Beta, based in Vermont, and Joby, headquartered in Santa Cruz (outside of Silicon Valley), are more advanced in certification efforts, with Joby notably leading the pack as they expect Type Inspection Authorization (TIA) by end of this year. Both companies maintain a low-profile approach, prioritizing technological execution over media attention. While their conservative communication may be underappreciated by the public, their maturity is not lost on regulators and industry insiders.


Despite near-identical market capitalizations between Archer and Joby, Archer's recent stock surge may reflect strong investor sentiment—though some short sellers likely view the narrative differently. It still has yet to be decided if the Silicon Valley approach or a more low-profile approach leads to more success.
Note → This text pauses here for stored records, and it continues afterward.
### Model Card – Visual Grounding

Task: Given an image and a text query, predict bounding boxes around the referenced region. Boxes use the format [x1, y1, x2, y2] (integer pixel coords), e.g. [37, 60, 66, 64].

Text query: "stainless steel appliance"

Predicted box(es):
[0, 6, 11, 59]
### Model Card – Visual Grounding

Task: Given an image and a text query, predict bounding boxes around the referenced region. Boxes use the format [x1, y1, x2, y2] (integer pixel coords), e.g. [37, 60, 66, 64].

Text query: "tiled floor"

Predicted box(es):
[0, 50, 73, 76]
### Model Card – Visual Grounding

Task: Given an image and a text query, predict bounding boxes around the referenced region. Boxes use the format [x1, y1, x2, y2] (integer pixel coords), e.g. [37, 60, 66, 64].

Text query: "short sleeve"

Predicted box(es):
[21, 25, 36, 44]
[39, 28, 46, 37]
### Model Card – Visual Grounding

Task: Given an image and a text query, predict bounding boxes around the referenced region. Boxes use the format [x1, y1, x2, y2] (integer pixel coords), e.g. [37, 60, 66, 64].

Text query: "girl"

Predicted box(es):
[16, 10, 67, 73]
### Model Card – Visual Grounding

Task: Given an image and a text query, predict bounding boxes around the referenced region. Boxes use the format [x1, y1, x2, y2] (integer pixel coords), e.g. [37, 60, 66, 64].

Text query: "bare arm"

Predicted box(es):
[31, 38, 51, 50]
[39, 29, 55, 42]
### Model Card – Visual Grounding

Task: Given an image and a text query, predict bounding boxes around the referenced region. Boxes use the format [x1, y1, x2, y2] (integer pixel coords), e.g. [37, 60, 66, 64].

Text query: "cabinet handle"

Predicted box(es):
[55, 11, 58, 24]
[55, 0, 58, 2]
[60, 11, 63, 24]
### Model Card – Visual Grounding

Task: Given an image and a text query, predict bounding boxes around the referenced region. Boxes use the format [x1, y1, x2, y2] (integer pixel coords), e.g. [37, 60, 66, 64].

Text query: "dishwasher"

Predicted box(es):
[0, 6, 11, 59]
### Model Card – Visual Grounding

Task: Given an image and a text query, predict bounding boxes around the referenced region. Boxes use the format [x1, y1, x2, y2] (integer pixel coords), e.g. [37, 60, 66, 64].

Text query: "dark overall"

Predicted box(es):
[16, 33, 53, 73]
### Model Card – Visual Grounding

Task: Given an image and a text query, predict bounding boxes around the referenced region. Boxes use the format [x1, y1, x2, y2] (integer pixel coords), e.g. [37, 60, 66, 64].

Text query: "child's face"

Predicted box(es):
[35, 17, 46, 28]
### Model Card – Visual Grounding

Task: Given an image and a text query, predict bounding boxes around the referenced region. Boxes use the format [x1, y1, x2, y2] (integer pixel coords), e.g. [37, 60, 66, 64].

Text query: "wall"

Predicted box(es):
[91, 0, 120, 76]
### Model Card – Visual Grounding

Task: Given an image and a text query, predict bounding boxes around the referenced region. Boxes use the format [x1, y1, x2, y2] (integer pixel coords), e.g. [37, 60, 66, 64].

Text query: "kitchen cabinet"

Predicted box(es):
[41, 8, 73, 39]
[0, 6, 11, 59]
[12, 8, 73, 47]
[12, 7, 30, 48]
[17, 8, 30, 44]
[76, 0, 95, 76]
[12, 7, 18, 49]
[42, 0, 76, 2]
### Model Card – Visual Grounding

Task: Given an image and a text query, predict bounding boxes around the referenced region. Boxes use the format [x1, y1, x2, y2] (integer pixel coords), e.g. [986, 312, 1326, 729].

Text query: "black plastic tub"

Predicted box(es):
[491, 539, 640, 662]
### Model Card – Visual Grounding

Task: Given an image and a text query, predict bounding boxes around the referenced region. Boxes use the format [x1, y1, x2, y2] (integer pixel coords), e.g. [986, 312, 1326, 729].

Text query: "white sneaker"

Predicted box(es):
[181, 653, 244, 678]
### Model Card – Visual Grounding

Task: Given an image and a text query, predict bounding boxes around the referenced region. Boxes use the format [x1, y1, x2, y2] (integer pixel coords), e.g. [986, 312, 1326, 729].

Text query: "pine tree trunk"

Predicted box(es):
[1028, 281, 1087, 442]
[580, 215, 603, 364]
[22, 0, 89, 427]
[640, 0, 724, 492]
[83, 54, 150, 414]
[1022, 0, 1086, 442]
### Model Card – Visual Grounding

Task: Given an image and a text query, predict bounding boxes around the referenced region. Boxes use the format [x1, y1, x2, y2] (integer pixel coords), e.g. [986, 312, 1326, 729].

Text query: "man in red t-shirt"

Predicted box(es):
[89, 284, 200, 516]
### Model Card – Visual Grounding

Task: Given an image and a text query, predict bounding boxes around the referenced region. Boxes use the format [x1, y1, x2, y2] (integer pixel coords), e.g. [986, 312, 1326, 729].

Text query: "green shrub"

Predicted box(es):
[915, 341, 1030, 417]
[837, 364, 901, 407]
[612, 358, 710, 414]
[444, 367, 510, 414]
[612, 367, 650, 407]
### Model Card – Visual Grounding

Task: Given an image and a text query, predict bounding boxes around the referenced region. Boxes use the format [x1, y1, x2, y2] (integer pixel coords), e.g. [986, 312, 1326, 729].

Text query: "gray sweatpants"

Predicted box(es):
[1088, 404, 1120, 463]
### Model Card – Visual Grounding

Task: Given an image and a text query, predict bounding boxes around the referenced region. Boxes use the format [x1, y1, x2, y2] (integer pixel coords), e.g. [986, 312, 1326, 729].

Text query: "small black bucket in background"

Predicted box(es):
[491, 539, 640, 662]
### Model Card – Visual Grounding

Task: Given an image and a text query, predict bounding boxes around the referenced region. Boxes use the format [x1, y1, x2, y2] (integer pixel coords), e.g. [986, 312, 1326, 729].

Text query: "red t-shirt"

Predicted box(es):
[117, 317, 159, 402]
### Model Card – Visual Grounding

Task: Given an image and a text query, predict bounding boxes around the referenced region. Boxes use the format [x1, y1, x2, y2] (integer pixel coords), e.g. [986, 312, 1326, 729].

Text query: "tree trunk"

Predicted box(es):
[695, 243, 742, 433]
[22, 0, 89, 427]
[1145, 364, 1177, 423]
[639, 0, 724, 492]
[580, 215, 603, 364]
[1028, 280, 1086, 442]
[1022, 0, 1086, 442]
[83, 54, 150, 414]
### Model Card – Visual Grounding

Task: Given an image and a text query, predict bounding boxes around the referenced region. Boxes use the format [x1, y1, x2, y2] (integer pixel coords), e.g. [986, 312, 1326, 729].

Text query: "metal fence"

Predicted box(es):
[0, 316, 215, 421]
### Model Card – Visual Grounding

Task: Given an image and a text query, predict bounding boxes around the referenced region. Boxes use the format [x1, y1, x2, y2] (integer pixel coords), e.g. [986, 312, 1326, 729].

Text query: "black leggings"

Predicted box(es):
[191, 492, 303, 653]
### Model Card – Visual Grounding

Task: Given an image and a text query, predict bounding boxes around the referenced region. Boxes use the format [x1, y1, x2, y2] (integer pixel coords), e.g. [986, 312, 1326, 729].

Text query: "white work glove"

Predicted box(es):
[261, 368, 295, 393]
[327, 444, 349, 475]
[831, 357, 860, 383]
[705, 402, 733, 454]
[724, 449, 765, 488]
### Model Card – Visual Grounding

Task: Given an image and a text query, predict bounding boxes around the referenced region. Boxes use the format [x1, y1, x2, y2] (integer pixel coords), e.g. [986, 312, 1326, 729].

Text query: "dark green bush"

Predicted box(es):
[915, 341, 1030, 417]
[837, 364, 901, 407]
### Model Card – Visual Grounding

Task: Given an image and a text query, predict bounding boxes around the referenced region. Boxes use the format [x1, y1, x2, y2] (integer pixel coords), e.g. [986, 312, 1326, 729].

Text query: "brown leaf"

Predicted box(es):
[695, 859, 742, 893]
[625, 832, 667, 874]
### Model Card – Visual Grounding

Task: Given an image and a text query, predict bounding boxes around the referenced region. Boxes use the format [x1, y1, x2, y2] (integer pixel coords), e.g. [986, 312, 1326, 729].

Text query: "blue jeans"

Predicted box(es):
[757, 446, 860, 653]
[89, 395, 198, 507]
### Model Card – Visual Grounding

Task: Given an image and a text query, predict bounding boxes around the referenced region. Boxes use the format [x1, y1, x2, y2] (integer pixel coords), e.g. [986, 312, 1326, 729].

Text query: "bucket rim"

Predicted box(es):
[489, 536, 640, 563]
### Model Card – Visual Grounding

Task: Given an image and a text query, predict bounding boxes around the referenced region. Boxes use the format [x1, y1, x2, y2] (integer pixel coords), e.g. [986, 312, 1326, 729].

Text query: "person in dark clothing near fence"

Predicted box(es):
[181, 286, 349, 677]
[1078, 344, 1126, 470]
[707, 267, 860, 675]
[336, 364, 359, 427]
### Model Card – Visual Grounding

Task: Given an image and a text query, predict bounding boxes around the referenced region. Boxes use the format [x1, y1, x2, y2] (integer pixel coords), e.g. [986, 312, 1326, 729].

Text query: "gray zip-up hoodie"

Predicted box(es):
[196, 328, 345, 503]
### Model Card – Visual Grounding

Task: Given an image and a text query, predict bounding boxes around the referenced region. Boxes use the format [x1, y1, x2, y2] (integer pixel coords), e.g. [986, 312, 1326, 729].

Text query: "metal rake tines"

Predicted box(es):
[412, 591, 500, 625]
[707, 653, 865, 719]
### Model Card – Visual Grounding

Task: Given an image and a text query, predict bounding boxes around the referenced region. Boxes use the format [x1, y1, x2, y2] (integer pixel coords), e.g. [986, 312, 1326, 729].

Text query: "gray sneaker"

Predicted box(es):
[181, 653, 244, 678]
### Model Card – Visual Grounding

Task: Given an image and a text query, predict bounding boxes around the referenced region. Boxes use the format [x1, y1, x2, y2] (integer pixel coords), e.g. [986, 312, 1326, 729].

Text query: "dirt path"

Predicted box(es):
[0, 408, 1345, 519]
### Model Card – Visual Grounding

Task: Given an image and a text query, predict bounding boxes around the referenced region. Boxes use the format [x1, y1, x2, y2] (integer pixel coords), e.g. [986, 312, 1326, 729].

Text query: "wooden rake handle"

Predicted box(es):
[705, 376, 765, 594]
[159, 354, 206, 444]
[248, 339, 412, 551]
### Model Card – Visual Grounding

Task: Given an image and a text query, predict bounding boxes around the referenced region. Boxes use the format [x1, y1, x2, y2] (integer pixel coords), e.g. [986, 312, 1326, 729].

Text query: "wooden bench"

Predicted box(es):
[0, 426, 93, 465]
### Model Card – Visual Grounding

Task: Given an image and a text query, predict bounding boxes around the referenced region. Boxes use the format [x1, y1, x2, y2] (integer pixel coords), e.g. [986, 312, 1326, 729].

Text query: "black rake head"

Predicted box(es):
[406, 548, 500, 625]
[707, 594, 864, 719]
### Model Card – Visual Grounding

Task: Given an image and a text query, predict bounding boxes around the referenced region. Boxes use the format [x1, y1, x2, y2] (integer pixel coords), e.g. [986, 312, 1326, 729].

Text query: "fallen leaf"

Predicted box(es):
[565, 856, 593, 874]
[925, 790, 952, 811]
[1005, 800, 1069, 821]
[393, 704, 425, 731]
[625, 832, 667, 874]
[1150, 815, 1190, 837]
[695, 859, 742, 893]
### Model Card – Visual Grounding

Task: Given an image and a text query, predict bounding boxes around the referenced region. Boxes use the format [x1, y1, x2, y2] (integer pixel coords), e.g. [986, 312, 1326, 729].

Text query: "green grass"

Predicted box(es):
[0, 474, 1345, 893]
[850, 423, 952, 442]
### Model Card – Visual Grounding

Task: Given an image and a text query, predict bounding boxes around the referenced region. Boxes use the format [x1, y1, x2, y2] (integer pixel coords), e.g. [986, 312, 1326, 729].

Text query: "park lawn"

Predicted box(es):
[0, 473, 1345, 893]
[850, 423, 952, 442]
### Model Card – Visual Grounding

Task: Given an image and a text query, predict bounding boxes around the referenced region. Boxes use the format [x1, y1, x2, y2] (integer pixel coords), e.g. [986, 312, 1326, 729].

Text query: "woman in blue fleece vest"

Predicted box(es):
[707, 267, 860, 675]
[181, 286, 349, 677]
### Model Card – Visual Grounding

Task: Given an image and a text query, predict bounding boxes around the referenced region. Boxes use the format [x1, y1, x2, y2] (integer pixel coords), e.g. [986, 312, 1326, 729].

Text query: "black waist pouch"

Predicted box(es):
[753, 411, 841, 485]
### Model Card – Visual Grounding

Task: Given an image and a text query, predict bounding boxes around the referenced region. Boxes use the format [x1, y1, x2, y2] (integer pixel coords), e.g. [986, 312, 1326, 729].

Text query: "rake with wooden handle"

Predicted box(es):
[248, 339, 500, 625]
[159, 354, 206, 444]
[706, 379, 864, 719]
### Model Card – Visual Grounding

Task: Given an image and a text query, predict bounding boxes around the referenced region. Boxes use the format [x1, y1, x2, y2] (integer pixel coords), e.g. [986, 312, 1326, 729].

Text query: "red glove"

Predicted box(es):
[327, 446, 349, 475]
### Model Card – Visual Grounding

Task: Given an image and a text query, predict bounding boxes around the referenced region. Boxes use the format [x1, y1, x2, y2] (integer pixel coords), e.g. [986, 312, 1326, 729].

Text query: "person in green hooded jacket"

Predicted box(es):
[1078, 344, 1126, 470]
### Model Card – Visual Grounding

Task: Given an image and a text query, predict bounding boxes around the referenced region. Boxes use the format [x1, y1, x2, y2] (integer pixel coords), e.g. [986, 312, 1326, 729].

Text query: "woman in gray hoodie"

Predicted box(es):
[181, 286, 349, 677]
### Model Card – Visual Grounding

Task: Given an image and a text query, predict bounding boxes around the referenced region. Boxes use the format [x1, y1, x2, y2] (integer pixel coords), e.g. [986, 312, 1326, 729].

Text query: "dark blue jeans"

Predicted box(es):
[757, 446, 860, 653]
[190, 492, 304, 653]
2nd Wave Movers: Strong Corporate Backing, But Slower Pace

The next tier of eVTOL companies—Wisk (Boeing), EVE (Embraer), Supernal (Hyundai), and Honda eVTOL—all enjoy the benefit of powerful parent organizations. Wisk is furthest ahead in autonomous technology but may struggle with timelines; full autonomy is unlikely to enter service before 2035. EVE is perhaps the most credible among legacy aircraft OEMs, with Embraer’s proven engineering agility and pragmatic go-to-market strategy. Supernal and Honda bring robust automotive engineering and volume manufacturing DNA, but remain in early development.


What Is the Supply Chain's Perspective

For all its promise, the eVTOL industry remains underfunded by the supply chain—and with good reason. Even among the top players, risk-sharing partnerships are rare. So why is that?

I recently had a client approach me with the question: “What is your recommendation to create more partnership engagement with our suppliers rather than the current transactional relationship and them asking us to fund every dollar they invest?”

Well, there is not an easy answer to this question—or maybe there is, at least when broken down into a few core challenges:


1. Pre-Revenue and Certification Uncertainty:

  • No eVTOL is currently certified under FAA Part 23 or EASA SC-VTOL.

  • Revenue models are speculative and subject to high regulatory and operational risk.

  • Risk-sharing suppliers are typically required to invest in design, tooling, and production infrastructure well before any cash flow is realized - making it a hard sell.

2. Lack of Scalable Volume:

  • eVTOL forecasts vary wildly, and few have credible commitments or infrastructure to support scalable production above 1,000 units/year.

  • Without production scale, there's no solid business case for amortizing shared investments.

3. Financially Constrained Supply Chain:

  • Residual effects of COVID-19, the 737 MAX grounding, and ongoing delays in Airbus/Boeing ramp-ups have weakened supplier balance sheets.

  • Many suppliers are still recovering from past OEM-driven margin compression efforts such as “Partnering for Success.”


Final Thought: Execution Will Separate Survivors from Casualties

The outlines of the future AAM landscape are becoming clearer. Companies with credible certification timelines, visible ramp-up plans, and strategic funding (especially dual-use paths or corporate parents) are positioning themselves for survival and leadership. However, unless OEMs bridge the viability gap—from certification to profitable scale—suppliers are unlikely to engage in risk-sharing. And if/when the OEMs succeed, another question remains: will the supply base be ready to scale with them?

As 2025 progresses, the eVTOL sector will either validate its long-promised disruption—or consolidate around a few survivors who moved past hype and delivered.